Monday, April 5, 2010

Racism & Economics

While the logic of the colonial economy was driving the Browns to enter into the African trade, there was little in the way of moral stricture to hold them back. At that time, in the years before the Revolution, the idea that there was something wrong with trafficking in humankind was still just a glimmer on the ethical horizon...slavery was an accepted part of everyday life in the colony, and in the life of the Browns...In Providence, slaveholding was a mark of the elite...Within the home, slaves lived out of sight, in attics or dank basements, or physically apart, in outbuildings and barns. In those churches that admitted Blacks, they were consigned to balconies where they could not be seen...Yet in the north as in the south, slavery was always characterized by the tools of the trade, the manacle and the lash, and by mutual mistrust rooted in the master's arbitrary and total sway.
Charles Rappleye, Sons of Providence: The Brown Brothers, The Slave Trade, and The American Revolution (New York: Simon & Schuster, 2006), 56-58.
Slavery will always be one of the darkest stains upon American history. What makes it even more difficult to grasp is how a collection of people dedicated to the ideals of liberty and democracy could tolerate keeping their fellow people in human bondage. What seems to be clearly seen from this time period though is that economics drove human decision making and lifestyle choices. Slavery became acceptable because it helped support the colonial economy. Slavery was kept up because people strove to be a part of the economic elite who owned slaves. The disparity between Black & White was continued as it gave power and wealth to one side.

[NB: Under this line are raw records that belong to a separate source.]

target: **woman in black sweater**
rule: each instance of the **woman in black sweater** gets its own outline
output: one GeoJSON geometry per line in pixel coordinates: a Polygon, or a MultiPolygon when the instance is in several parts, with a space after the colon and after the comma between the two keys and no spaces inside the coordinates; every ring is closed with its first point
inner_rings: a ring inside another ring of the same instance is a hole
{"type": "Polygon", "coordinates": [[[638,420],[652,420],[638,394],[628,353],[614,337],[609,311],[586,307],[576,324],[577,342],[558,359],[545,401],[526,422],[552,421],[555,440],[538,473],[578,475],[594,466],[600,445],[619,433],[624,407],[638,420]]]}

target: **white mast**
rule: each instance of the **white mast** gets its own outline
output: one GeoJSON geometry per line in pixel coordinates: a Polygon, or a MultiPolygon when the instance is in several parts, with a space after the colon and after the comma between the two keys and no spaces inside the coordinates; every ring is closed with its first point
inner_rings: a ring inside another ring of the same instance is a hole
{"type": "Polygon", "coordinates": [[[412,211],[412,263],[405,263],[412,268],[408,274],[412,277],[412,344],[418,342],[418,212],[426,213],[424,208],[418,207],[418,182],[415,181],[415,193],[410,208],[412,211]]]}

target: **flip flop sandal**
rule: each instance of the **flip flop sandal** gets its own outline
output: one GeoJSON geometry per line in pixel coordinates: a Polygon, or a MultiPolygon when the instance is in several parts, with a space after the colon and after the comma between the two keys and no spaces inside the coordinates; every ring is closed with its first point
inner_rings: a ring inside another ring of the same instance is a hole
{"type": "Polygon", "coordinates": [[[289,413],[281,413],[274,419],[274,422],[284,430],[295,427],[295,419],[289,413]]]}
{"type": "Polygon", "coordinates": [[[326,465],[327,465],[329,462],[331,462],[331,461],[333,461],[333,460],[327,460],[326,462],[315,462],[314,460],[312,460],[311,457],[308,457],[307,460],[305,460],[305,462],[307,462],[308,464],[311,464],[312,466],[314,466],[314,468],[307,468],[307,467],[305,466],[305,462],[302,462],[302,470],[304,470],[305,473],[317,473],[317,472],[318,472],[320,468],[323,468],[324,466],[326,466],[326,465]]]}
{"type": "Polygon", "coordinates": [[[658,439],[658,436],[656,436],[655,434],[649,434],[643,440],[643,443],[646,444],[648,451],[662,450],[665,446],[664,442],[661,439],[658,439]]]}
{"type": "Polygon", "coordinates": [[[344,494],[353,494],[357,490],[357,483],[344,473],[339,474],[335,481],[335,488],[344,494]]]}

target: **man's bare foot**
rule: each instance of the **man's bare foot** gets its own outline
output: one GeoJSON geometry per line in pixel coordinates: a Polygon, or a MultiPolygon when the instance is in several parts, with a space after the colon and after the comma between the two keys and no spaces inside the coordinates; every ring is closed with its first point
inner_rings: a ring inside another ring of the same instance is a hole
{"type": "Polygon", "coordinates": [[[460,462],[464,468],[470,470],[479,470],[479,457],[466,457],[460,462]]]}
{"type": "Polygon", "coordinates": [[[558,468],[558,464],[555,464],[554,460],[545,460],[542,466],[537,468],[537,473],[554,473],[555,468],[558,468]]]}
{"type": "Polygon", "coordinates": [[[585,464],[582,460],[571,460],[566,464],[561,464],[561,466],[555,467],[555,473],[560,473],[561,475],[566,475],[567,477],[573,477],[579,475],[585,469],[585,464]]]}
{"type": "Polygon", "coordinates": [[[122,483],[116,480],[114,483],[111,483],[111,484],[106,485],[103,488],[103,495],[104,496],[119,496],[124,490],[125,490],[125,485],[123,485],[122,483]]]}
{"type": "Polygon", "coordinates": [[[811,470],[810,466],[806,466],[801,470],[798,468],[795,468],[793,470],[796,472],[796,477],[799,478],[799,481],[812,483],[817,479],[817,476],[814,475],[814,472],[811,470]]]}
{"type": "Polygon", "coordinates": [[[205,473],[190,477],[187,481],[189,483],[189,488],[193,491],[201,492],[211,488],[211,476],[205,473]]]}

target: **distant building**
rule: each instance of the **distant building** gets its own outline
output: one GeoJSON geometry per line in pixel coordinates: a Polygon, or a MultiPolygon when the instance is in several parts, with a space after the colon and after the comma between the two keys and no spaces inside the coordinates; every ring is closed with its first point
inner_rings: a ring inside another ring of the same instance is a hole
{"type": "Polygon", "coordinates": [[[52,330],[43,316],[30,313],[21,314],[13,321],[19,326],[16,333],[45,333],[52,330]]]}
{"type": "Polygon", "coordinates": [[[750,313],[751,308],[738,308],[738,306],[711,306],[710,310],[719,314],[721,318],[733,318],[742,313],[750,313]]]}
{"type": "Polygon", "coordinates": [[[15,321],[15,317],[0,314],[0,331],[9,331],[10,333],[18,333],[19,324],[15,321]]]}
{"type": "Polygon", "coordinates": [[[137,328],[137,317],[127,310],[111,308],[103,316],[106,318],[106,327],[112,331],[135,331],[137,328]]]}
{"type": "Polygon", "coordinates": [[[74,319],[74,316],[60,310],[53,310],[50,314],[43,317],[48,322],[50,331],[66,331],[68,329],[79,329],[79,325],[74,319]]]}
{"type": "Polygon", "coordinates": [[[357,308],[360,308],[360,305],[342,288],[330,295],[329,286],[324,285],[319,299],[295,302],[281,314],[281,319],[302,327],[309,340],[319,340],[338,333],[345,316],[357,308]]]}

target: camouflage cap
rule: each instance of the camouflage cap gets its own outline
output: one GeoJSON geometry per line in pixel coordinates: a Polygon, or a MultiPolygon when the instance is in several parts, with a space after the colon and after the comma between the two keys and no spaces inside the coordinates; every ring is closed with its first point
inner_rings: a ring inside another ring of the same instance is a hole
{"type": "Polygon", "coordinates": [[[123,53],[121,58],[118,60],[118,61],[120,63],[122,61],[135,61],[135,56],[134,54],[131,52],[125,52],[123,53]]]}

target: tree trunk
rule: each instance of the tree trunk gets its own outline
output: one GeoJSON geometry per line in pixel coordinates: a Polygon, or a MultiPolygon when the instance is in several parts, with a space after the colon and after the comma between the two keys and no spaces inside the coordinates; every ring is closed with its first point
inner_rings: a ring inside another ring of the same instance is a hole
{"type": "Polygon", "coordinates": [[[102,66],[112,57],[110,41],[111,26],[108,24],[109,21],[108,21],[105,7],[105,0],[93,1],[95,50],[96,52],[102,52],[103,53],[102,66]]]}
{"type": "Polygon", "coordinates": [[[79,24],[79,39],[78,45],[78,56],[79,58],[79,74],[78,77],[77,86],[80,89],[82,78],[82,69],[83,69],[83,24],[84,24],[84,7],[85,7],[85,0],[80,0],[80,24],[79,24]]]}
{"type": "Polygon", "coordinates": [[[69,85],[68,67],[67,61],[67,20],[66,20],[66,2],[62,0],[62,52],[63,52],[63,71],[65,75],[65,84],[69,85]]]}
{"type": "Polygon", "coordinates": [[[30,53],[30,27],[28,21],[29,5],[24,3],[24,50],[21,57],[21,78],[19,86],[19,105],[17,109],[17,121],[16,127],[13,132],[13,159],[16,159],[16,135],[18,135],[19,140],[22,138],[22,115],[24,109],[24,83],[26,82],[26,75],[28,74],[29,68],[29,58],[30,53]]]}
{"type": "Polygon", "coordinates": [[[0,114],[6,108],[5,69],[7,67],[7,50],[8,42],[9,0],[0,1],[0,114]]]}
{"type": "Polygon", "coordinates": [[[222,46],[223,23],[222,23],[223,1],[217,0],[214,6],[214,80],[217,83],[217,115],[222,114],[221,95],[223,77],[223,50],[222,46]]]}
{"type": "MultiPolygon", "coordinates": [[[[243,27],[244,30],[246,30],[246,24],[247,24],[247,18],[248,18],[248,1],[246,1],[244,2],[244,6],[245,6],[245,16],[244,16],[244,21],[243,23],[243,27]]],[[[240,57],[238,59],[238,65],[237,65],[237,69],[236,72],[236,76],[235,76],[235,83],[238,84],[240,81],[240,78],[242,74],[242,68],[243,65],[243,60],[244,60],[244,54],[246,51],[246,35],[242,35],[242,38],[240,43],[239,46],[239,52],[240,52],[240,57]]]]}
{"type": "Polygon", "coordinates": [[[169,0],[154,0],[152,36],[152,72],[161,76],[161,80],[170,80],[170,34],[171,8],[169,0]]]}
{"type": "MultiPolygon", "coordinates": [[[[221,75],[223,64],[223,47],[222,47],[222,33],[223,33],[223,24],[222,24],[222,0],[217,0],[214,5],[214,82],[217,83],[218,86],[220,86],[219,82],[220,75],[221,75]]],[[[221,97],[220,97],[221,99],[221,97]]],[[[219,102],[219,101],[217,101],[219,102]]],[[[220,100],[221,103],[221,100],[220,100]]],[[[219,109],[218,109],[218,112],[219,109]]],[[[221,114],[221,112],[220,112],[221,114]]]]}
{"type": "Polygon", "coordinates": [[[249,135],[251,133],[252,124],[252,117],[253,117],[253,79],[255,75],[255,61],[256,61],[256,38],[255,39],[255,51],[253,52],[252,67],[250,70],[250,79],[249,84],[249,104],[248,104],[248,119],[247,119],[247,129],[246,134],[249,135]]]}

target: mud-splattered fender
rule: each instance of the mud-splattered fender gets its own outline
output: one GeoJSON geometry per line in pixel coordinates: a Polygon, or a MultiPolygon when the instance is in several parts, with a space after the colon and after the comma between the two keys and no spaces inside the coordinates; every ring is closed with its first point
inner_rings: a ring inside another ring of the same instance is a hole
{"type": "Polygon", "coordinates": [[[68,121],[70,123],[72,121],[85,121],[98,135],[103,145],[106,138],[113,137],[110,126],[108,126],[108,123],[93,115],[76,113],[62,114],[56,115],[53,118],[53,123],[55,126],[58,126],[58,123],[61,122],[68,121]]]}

Today the idea of human trafficking might seem absurd and awful to most, but the reality is that it still exists in a variety of forms. It will continue to exist & be accepted as a result of people's desires for economic & cultural superiority. Cultural change struggles to adapt, just as it did in the 18th century, because people cannot fathom choosing ethics over economics. In our push for realizing our "dreams" we willingly will cast aside others in our pursuit of wealth & power. As we did with the slaves in colonial America, we will keep societal plagues "out of sight" in order to comfort our willingness to be whores to money.

The more things change, the more they stay the same. The question becomes then, how do we change the tide? If even the so-called moralists (note in Rappleye's account that even churches contributed to the racism & slavery issue) refuse to make a stand, who will? We have to become uncomfortable with our thirst for wealth - if we ever hope to make a real difference in the dilemma of racism.